Alexandria Ocasio-Cortez speaks in Washington on Jan. 30. (Bonnie Jo Mount/The Washington Post)

First, it was her clothing. Then her dancing. Not to mention her credit score, her apartment, her hometown. Maybe it was only a matter of time before conservatives went after Rep. Alexandria Ocasio-Cortez’s love life.

On Friday — the day after Valentine’s Day, as some commenters dutifully noted — an accusation that the New York Democrat was employing her boyfriend as a member of her staff made its way around the Twitter pages of various conservative media magoos. Gleeful outrage ensued.

“While you were having a nice Valentine’s Day, @AOC decided to put her boyfriend on staff — drawing a salary on the taxpayer’s dime,” wrote Twitter user Luke Thompson in one viral post. “Nice to see her adapting to the swamp so quickly.”

“.@AOC is having a tough week,” wrote Charlie Kirk, founder of the conservative group Turning Point USA.

Then, from Katrina Pierson, a senior adviser to the Trump 2020 campaign: “Her jobs for everyone starts with her boyfriend. Pure socialism, government chooses the winners and losers.”

Fox News picked up on this chatter and published a story that asserted Ocasio-Cortez “faces questions” about her boyfriend. Similar stories in Breitbart and the Daily Caller followed.

The fast-growing conspiracy seems to have originated from a few would-be sleuths who found her boyfriend’s name, Riley Roberts, listed in online House directories with a “mail.house.gov” email address. Thus, he must be on her staff.

Well, they’re partly correct. Roberts does have a House email address, but, as a spokesperson for the chamber’s Office of the Chief Administrative Officer explained, that does not mean he’s an employee.

“From time to time, at the request of members, spouses and partners are provided House email accounts for the purposes of viewing the member’s calendar,” the spokesperson said.

On Twitter, Ocasio-Cortez made the same point — that allowing partners access to members’ schedules through House email accounts is commonplace and is not against any government rules — telling Thompson to “check your facts before you tweet nonsense.”

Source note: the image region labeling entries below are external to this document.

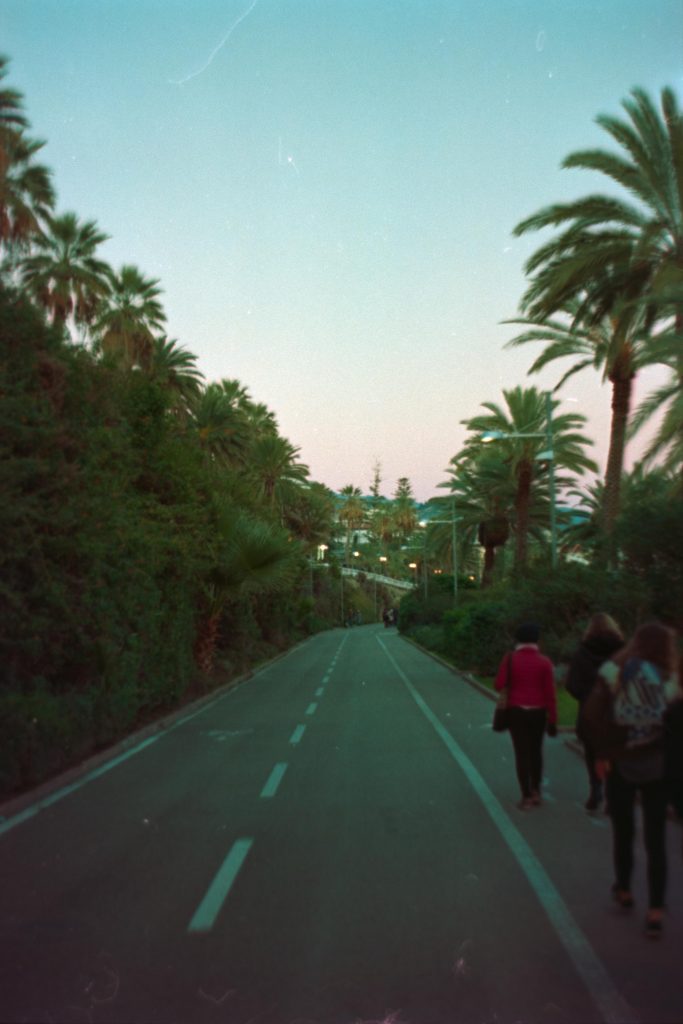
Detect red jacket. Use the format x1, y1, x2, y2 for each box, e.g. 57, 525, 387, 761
496, 643, 557, 724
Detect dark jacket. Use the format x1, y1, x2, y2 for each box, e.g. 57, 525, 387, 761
564, 633, 624, 706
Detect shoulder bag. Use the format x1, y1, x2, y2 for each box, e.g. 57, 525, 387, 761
492, 652, 512, 732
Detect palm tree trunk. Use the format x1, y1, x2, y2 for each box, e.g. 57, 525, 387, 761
515, 461, 533, 570
602, 377, 633, 544
195, 611, 220, 676
481, 545, 496, 590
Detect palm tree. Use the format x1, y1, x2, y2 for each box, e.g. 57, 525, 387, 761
150, 337, 204, 413
195, 507, 298, 675
514, 88, 683, 329
463, 387, 597, 569
440, 449, 515, 588
630, 283, 683, 477
392, 476, 418, 540
0, 131, 54, 257
0, 53, 29, 138
20, 213, 112, 325
249, 433, 308, 520
191, 384, 251, 469
505, 298, 647, 536
285, 482, 335, 552
95, 265, 166, 369
0, 55, 54, 255
338, 483, 366, 565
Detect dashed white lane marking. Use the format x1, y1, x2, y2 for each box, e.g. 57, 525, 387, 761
377, 637, 638, 1024
290, 725, 306, 746
261, 762, 287, 799
187, 839, 254, 932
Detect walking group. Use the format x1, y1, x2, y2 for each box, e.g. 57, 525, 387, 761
494, 612, 683, 938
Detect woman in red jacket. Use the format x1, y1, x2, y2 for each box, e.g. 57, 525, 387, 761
496, 624, 557, 810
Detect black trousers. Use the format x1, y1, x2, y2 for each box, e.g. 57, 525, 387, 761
607, 766, 669, 909
509, 708, 546, 799
577, 712, 602, 793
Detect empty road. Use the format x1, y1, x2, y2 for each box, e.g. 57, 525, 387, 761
0, 626, 683, 1024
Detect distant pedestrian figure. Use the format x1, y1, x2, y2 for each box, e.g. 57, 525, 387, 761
586, 623, 680, 939
565, 611, 624, 811
496, 624, 557, 810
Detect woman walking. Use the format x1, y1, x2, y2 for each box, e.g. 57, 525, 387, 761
587, 623, 680, 938
496, 624, 557, 810
565, 611, 624, 811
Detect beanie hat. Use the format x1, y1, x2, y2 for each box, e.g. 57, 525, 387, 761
515, 623, 539, 643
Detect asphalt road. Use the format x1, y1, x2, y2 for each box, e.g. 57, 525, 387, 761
0, 626, 683, 1024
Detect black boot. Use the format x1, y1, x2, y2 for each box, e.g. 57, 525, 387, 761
585, 782, 602, 811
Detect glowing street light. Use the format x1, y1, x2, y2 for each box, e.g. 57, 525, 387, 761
420, 497, 458, 601
481, 391, 557, 568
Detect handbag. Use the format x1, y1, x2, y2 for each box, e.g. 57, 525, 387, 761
492, 653, 512, 732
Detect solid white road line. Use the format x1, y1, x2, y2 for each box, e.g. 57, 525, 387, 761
187, 839, 254, 932
0, 734, 160, 836
377, 637, 638, 1024
261, 763, 287, 798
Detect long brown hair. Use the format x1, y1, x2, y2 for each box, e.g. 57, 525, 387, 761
614, 623, 678, 678
584, 611, 624, 640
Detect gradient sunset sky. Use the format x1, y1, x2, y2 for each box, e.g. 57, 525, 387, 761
0, 0, 683, 500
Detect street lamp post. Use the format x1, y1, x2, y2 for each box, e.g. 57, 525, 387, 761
481, 391, 557, 569
420, 501, 458, 602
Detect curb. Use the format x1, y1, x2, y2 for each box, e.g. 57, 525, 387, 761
402, 637, 584, 758
0, 634, 315, 822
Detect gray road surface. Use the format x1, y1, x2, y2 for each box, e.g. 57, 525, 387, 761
0, 626, 683, 1024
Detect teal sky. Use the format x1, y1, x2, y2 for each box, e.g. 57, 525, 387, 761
0, 0, 683, 499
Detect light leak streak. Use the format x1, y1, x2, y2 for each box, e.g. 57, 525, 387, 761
169, 0, 258, 85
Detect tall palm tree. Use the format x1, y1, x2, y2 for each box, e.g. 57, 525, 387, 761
338, 483, 366, 565
191, 384, 251, 469
505, 298, 648, 535
514, 88, 683, 329
0, 55, 54, 256
0, 132, 54, 256
285, 482, 335, 553
631, 283, 683, 479
95, 264, 166, 369
392, 476, 418, 540
440, 449, 515, 588
0, 53, 29, 138
249, 434, 308, 520
195, 507, 298, 675
463, 387, 597, 569
150, 337, 204, 413
20, 213, 112, 325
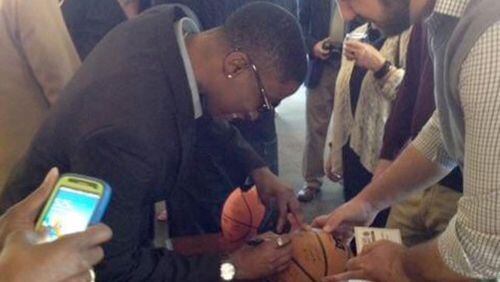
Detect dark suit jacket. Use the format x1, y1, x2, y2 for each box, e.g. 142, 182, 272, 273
299, 0, 340, 88
0, 6, 263, 281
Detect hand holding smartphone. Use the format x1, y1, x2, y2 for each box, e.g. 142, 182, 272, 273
35, 174, 111, 243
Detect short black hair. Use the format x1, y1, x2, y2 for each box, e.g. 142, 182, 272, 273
223, 1, 307, 84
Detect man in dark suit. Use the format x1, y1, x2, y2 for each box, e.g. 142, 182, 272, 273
160, 0, 297, 237
298, 0, 344, 202
0, 3, 307, 281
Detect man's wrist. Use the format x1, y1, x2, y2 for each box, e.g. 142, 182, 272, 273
250, 166, 272, 184
401, 248, 422, 281
373, 60, 392, 79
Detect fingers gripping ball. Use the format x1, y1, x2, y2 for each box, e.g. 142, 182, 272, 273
270, 229, 349, 282
221, 187, 266, 243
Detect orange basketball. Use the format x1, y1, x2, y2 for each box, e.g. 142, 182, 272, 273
270, 229, 349, 282
221, 187, 266, 243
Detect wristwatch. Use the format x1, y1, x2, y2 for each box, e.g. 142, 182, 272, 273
220, 260, 236, 281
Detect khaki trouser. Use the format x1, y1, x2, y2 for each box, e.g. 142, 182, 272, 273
302, 65, 338, 188
387, 184, 462, 247
387, 184, 499, 282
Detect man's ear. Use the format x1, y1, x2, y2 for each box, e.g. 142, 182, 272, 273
223, 51, 250, 78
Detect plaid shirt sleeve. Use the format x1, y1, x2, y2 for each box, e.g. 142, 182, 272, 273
414, 23, 500, 278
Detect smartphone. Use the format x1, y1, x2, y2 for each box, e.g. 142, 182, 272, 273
35, 173, 111, 243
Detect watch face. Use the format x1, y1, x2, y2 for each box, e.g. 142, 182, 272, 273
220, 262, 236, 281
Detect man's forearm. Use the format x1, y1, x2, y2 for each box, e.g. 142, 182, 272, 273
357, 145, 449, 210
403, 240, 470, 281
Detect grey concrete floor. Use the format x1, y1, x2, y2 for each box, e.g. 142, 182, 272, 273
276, 87, 344, 222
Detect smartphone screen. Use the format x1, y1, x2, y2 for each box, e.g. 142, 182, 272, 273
41, 187, 100, 242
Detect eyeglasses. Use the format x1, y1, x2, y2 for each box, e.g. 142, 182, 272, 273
250, 63, 274, 113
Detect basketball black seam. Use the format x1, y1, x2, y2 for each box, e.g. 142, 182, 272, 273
292, 258, 315, 282
241, 191, 253, 225
314, 233, 328, 276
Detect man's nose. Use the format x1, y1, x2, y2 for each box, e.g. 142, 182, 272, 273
337, 0, 357, 22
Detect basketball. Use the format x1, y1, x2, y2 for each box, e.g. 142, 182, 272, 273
221, 187, 266, 243
269, 229, 349, 282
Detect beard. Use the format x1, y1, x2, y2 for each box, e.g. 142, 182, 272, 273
375, 0, 411, 36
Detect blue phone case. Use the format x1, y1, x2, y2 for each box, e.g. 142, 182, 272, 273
61, 173, 111, 226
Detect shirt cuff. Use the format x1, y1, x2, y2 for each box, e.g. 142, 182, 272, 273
438, 216, 473, 277
412, 112, 456, 170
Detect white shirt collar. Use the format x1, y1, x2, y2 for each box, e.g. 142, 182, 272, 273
174, 17, 203, 119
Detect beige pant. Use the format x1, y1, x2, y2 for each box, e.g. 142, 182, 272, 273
387, 184, 462, 246
302, 65, 337, 188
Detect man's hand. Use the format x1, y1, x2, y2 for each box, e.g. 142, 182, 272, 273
251, 167, 304, 233
312, 197, 377, 244
313, 38, 331, 60
373, 159, 392, 179
323, 241, 411, 282
344, 40, 386, 72
0, 225, 112, 282
229, 232, 292, 280
0, 168, 59, 251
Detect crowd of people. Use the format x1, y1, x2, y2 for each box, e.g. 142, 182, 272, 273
0, 0, 500, 282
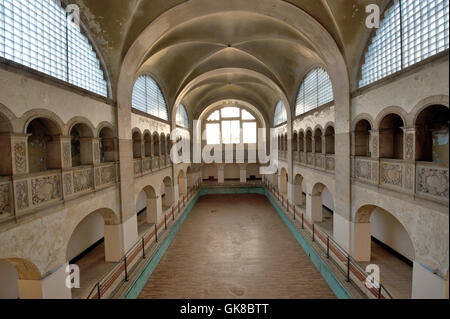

Her chief of staff, Saikat Chakrabarti, told The Post that, “Rep. Ocasio-Cortez’s partner, Mr. Roberts, has no official position, paid or otherwise, with her congressional office. Members of Congress have very tightly scheduled calendars that their family members and partners are allowed to access to make personal plans around official schedules.”

The attacks were the latest in a litany of ginned-up or exaggerated controversies that have been unrelenting since she began making political waves.

Merely one such example: In July 2018, John Cardillo, host of a Newsmax show, tweeted a photo of Ocasio-Cortez’s childhood home in Westchester County, N.Y. He wrote, “This is the Yorktown Heights (very nice area) home @Ocasio2018 grew up in” and added, erroneously, that she then went to Brown University, an Ivy League school.

Then-candidate Ocasio-Cortez responded forcefully, writing, “Hey John, 1. I didn’t go to Brown or the Ivy League. I went to BU. Try Google. 2. It is nice. Growing up, it was a good town for working people. My mom scrubbed toilets so I could live here & I grew up seeing how the Zip code one is born in determines much of their opportunity.”

In a January interview, responding to a phony “nude selfie” that the Daily Caller promoted (before walking back its headline), Ocasio-Cortez told The Post that her right wing detractors were “out of all their artillery.”

“The nude is supposed to be like the bazooka. You know, like, ‘We’re going to take her down,’" she said, possibly anticipating future provocations. “Dude, you’re all out of bullets, you’re all out of bombs, you’re all out of all this stuff. What have you got left?”